Calochortus flexuosus is a species of lily known by the common names winding Mariposa lily and straggling Mariposa lily.

This is a bulbous perennial wildflower native to the Southwestern United States, the Mojave Desert in California, and northern Mexico. It is most often found in desert scrub, growing up through low shrubs.

==Description==
Calochortus flexuosus has one long naked stem with only one or two small leaves toward the base. The stem may branch and is usually winding and bent or curving.

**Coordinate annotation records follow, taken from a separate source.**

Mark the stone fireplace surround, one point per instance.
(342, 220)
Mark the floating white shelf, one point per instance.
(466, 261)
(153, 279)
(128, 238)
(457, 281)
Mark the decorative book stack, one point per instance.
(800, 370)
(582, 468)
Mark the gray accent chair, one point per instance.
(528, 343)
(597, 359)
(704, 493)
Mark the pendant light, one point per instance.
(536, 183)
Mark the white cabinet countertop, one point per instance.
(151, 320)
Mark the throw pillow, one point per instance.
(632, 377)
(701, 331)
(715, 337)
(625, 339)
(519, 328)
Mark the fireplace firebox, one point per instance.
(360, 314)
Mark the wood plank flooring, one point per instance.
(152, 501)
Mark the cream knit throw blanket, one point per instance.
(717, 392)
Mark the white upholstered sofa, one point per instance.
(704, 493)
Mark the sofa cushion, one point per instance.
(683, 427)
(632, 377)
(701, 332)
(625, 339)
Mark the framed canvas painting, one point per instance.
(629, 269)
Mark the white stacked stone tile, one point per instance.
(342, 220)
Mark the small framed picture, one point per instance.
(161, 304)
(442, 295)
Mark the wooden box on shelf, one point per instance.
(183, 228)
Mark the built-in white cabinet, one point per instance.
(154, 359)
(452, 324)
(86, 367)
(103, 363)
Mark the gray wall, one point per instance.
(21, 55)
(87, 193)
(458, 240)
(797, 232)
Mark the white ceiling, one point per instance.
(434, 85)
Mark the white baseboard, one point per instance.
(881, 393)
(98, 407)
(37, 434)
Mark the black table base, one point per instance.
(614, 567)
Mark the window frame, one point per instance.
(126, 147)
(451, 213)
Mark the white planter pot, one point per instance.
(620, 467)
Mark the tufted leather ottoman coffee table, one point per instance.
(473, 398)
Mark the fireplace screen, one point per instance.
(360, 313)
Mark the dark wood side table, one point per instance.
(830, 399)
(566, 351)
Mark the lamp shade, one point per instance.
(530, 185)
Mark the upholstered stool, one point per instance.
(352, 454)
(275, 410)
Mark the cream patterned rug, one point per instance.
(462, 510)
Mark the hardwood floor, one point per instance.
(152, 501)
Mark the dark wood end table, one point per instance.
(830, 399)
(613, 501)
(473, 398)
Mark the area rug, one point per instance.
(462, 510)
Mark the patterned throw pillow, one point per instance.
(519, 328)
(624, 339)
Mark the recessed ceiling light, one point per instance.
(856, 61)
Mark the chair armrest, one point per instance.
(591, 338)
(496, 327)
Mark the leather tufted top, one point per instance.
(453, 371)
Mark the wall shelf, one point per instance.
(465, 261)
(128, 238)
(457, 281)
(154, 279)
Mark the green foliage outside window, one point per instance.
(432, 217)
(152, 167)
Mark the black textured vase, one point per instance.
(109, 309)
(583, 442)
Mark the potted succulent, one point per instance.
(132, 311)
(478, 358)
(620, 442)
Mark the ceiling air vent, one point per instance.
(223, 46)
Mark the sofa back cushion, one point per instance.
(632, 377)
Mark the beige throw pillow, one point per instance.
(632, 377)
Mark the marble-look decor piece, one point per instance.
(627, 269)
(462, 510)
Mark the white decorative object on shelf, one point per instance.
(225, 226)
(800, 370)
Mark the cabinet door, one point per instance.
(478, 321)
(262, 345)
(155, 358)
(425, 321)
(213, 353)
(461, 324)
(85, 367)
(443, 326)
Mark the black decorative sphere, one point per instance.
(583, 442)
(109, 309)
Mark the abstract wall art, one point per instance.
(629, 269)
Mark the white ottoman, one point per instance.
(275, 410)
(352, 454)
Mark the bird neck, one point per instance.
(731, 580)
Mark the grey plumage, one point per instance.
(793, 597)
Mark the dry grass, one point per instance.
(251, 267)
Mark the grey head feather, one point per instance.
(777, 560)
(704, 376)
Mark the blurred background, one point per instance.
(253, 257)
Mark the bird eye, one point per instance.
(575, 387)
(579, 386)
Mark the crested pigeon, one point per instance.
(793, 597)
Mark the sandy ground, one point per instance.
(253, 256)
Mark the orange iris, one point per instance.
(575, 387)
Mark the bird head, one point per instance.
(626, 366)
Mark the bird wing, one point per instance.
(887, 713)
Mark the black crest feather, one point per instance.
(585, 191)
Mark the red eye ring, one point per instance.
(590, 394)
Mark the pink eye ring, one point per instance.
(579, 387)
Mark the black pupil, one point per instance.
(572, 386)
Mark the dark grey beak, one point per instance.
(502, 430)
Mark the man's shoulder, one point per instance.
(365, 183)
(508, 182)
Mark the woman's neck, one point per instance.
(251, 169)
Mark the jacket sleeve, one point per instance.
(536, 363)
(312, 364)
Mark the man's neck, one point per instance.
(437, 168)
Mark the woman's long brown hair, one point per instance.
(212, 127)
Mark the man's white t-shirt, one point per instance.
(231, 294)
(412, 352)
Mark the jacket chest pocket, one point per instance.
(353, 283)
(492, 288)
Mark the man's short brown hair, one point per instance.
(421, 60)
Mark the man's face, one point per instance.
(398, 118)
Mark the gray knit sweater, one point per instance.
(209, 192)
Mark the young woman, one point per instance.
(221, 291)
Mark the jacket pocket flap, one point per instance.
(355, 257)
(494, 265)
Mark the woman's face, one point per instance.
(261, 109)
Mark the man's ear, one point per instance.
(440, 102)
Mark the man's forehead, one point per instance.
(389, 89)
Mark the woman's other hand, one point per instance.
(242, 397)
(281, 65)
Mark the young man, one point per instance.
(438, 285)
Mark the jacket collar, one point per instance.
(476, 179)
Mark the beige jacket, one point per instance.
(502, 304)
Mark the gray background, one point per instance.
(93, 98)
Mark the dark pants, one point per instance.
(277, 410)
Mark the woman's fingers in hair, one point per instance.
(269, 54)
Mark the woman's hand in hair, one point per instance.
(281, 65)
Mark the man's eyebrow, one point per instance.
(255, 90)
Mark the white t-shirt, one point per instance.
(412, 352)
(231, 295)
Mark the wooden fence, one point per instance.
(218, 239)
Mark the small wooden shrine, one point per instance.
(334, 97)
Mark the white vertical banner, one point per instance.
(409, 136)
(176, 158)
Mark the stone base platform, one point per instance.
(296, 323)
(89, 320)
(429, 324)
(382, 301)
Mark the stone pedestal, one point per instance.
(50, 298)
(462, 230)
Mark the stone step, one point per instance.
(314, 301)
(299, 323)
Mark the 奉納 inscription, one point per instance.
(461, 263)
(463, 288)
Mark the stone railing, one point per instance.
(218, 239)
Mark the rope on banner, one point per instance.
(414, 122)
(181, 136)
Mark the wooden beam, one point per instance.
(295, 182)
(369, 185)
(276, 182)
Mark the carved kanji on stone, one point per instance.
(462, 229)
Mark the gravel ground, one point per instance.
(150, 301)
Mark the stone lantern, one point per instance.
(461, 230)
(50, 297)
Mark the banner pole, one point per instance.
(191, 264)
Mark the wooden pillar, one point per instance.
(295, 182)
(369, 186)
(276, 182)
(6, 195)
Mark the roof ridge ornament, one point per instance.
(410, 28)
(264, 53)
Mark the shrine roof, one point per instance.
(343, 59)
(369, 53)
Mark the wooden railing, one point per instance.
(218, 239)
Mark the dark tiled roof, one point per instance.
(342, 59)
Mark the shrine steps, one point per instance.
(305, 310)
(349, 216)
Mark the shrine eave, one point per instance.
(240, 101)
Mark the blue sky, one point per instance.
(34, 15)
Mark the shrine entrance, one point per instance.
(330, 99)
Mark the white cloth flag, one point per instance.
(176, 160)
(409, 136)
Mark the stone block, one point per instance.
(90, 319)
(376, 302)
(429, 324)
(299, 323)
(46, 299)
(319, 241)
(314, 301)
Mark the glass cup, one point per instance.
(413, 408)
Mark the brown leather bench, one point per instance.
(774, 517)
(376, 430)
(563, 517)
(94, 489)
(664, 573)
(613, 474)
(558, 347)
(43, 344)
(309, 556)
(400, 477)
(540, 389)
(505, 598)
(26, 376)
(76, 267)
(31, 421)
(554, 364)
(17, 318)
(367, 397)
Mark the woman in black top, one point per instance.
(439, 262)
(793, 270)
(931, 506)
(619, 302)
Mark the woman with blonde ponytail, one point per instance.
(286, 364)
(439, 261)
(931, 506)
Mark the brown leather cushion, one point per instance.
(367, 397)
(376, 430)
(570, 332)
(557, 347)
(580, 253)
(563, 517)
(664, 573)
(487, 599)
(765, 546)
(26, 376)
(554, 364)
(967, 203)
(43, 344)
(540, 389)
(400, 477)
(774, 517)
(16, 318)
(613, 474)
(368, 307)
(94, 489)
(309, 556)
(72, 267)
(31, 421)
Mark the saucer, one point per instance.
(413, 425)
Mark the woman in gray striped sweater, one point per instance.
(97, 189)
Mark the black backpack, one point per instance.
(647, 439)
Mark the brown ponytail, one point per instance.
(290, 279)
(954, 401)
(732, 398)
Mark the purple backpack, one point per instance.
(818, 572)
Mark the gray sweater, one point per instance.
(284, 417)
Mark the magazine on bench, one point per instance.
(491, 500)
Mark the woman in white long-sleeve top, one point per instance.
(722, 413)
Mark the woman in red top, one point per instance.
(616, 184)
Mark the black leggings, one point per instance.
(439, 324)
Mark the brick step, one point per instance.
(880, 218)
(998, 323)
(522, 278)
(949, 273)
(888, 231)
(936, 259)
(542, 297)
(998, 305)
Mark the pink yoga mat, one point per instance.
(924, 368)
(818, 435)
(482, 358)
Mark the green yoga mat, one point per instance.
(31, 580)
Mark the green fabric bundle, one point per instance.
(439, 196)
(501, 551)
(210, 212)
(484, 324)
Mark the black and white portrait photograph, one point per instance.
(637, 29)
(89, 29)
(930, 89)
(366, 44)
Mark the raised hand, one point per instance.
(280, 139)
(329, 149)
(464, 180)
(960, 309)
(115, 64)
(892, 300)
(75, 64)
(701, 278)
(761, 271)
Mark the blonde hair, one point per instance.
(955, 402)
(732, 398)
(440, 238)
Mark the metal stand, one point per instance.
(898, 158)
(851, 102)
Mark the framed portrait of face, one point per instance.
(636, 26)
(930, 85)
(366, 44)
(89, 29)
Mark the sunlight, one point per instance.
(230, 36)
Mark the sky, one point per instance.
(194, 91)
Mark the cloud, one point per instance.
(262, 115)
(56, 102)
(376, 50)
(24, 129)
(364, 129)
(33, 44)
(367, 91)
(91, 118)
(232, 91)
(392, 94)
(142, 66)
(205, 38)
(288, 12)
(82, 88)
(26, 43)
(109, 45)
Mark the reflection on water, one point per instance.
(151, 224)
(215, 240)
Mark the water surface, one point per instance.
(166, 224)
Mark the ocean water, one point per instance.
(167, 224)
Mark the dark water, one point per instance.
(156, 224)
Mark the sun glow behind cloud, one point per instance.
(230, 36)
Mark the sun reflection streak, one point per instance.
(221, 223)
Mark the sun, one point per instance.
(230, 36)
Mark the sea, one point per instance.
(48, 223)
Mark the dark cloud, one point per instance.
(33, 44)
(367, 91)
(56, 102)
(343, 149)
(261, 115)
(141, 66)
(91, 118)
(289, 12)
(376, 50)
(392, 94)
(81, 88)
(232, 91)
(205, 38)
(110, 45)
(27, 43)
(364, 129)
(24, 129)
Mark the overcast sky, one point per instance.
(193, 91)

At the end of the stem there is a showy flower. It has shades of pink or lavender to white. The base of each petal is solid yellow with white and red stripes or spots.

==Taxonomy==
The species is classified in the Calochortus genus in the Liliaceae family. It has no subspecies, varieties or botanical synonyms. Calochortus flexuosus was published as a new species by Sereno Watson in 1873, based on material collected by Ellen Powell Thompson in 1872 in the vicinity of Kanab, Utah, during the US Topographical and Geological Survey of the Colorado River (led by John Wesley Powell). This specimen, the holotype, resides in the United States National Herbarium (US).

==Range==
Straggling Mariposa lilies grow in northwestern Mexico and the southwestern United States. In Mexico they are known from the states of Baja California and Sonora. In the US they are native to six states, California, Nevada, Arizona, Utah, New Mexico, and Colorado.